Machine Learning (ML) Models

This section contains instructions for creating and using Machine Learning (ML) Models in data flows.

Topics:

Create an ML Model Data Entity in the Data Flow editor

To use ML models in Data Transforms you need to create two data flows. You need to first build the ML model data entity using the Data Flow editor, and then you can use the data entity in a data flow to mine data from a source connection and load it into a target server.

To build an ML Model data entity in the Data Flow editor,

  1. Drag the data entity that you want to build the ML Model on onto the Design Canvas.
  2. Select the component and click the Add Data Entity icon Add Data Entity icon present on the top right corner of the target component.
  3. Add Data Entity page appears allowing you to configure the following details of the target component:

    General tab

    • In the Name text box, enter the name of the newly created Data Entity.
    • From the Entity Type drop-down, select ML Model as the data entity type.
      When you select this entity type the user interface changes as follows:
      • The Connection drop down only lists the Oracle connections that you have created.
      • The Add Data Entity wizard displays the Properties tab where you can select the Type of Learning, Function, Algorithm, and configure parameters to define the ML Model.
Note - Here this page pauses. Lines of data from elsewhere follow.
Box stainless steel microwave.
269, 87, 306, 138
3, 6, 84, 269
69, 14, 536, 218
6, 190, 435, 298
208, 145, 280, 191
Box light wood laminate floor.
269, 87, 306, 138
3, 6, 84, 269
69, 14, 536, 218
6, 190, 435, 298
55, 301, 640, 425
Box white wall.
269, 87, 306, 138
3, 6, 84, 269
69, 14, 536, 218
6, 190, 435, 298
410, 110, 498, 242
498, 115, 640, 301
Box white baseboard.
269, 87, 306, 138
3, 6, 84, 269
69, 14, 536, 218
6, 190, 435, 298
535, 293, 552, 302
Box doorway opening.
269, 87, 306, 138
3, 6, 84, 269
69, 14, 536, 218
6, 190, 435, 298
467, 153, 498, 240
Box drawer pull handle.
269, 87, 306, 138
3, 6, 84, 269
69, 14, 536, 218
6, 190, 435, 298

See ML Model Data Entity Properties for more information.
    • From the Connection Type drop-down, select the required connection from which you wish to add the newly created Data Entity. For ML Model data entities, the Connection Type drop-down only lists Oracle as the option.
    • The Connection drop-down is populated with the connections you have created with the associated connection type. From the Connection drop-down, select the server name where you wish to keep the ML model data entity.
    • In the Schema drop-down, all schema corresponding to the selected connection are listed in two groups.
      • New Database Schema (ones that you've not imported from before) and
      • Existing Database Schema (ones that you've imported from before and are potentially replacing data entities).
      From the Schema drop-down, select the required schema.
    • In the Tags text box, enter a tag of your choice. You can use tags to filter the Data Entities displayed in the Data Entity Page.
    • If you want to mark this data entity as a feature group, expand Advanced Options and click the Treat as Feature Group checkbox.
    • Click Next.

    Properties tab

    • Select the Type of Learning, Function, and Algorithm you want to use to build this data entity. For more information about the options, see ML Model Data Entity Properties.
    • Based on the options selected, the Parameters section is populated with the list of parameters that are marked as "Importance" and "High". You can add other required parameters using the Add Parameters iconicon.
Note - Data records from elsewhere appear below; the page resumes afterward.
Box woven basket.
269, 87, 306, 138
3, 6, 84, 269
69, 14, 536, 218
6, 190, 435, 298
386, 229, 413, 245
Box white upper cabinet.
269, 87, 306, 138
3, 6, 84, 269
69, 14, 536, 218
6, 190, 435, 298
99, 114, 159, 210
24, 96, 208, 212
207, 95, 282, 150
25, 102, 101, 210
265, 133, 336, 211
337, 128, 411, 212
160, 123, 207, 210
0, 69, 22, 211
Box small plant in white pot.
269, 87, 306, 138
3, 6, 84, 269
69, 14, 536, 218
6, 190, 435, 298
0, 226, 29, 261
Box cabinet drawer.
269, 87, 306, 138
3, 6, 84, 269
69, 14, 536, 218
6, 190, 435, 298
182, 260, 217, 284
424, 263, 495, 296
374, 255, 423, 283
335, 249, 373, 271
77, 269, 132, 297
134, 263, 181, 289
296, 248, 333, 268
      You must specify a value for each parameter so that the data flow can run successfully.

    Columns tab

    • Click the Add Columns icon Add Columns icon, to add new columns to the newly created Data Entity.
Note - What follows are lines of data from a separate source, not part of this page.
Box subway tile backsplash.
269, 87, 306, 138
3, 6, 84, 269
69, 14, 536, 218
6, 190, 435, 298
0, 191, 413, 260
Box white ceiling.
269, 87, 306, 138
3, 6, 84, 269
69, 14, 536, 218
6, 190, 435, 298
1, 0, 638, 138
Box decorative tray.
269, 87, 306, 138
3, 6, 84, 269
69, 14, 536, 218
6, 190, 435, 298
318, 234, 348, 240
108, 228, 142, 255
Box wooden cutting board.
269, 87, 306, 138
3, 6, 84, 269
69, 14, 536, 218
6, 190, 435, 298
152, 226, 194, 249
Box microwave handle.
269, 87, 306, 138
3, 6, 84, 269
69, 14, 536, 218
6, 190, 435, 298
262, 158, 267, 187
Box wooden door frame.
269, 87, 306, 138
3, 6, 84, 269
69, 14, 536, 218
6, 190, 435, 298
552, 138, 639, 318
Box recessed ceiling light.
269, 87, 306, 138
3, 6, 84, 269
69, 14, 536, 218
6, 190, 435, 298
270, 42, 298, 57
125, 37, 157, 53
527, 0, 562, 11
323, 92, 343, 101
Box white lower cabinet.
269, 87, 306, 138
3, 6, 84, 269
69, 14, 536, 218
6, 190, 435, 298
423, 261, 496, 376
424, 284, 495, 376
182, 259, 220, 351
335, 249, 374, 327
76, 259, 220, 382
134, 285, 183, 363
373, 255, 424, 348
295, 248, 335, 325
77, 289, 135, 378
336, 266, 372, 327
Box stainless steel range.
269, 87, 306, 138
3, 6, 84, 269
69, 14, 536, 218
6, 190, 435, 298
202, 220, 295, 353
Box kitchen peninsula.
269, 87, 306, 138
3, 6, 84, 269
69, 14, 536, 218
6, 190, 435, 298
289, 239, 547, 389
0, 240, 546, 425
      A new column is added to the displayed table.

    • The table displays the following columns:
      • Name
      • Data Type - Click the cell to configure the required Data Type.
      • Scale
      • Length
      • Actions - Click the cross icon to delete the created column.
    • To delete the columns in bulk, select the columns and click the Delete icon Delete icon.
    • To search for the required column details, in the Search text box enter the required column name and click enter. The details of the required column are displayed.
    • Click Next.

    Preview Data Entity tab

    It displays a preview of all the created columns and their configured details. If the data entity belongs to an Oracle database, you can also view statistics of the table. See View Statistics of Data Entities for more information.

  4. Click Save to save the configuration and exit the wizard.
  5. Save and execute the data flow.

    The new Data Entity is created. displayed in the Data Entities page.

ML Model Data Entity Properties

The Properties tab of the Add Data Entity wizard provides data mining options that you can use to define the ML Model data entity.

This topic assumes prior knowledge of Oracle Machine Learning concepts such as data mining functions and algorithms. For more information, see Oracle Machine Learning for SQL API Guide.

Type of Learning Function Algorithm
Supervised Classification Decision Tree
Explicit Semantic Analysis
Generalized Linear Models
Naive Bayes
Random Forest
Neural Network
Support Vector Machines
Regression Generalized Linear Models
Neural Network
Support Vector Machines
Time Series Exponential Smoothing
Attribute Importance Minimum Description Length
Unsupervised Association Apriori
Attribute Importance CUR matrix decomposition
Anomaly Detection One Class Support Vector Machines
Clustering Expectation Maximization
k-Means
Orthogonal Partitioning Clustering
Feature Extraction Explicit Semantic Analysis
Non-Negative Matrix Factorization
Singular Value Decomposition

Use ML Model in a Data Flow

Data Transforms supports the use of ML Model in a data flow. You can use the Prediction Model database function to run ML Model algorithms on source data and load the output to a target database.

Before you use an ML Model in a data flow, you need build the ML Model. For instructions on how to create an ML model, see Create an ML Model Data Entity in the Data Flow editor.

To use an ML Model in a data flow:

  1. Follow the instructions in Create a Data Flow to create a new data flow.
  2. In the Data Flow Editor, drag the tables that you want to use as a source in the data flow and drop them on the design canvas.
  3. From the Database Functions toolbar, click Machine Learning and drag the Prediction Model transformation component drop it on the design canvas.
  4. Click the Prediction Model transformation component to view its properties.
  5. In the General tab, specify the following:
    • Connection - The drop-down lists all the available Oracle connections. Select the Oracle connection that you want to use.
    • Schema - Select the schema.
    • ML Model - The drop-down lists all the available ML models. See Create an ML Model Data Entity in the Data Flow editor for instructions on how to build an ML Model.
  6. In the Column Mapping tab, map the source column that you want to embed to the INPUT attribute of the operator. The only column available in the column mappings is prediction parameters. Drag a text column from the available columns to the Expression column.
  7. Drag the table that you want to use as a target in the data flow and drop it on the design canvas.
  8. Save and execute the data flow.

    Data Transforms will run the prediction model on the source data and write the output to the target table.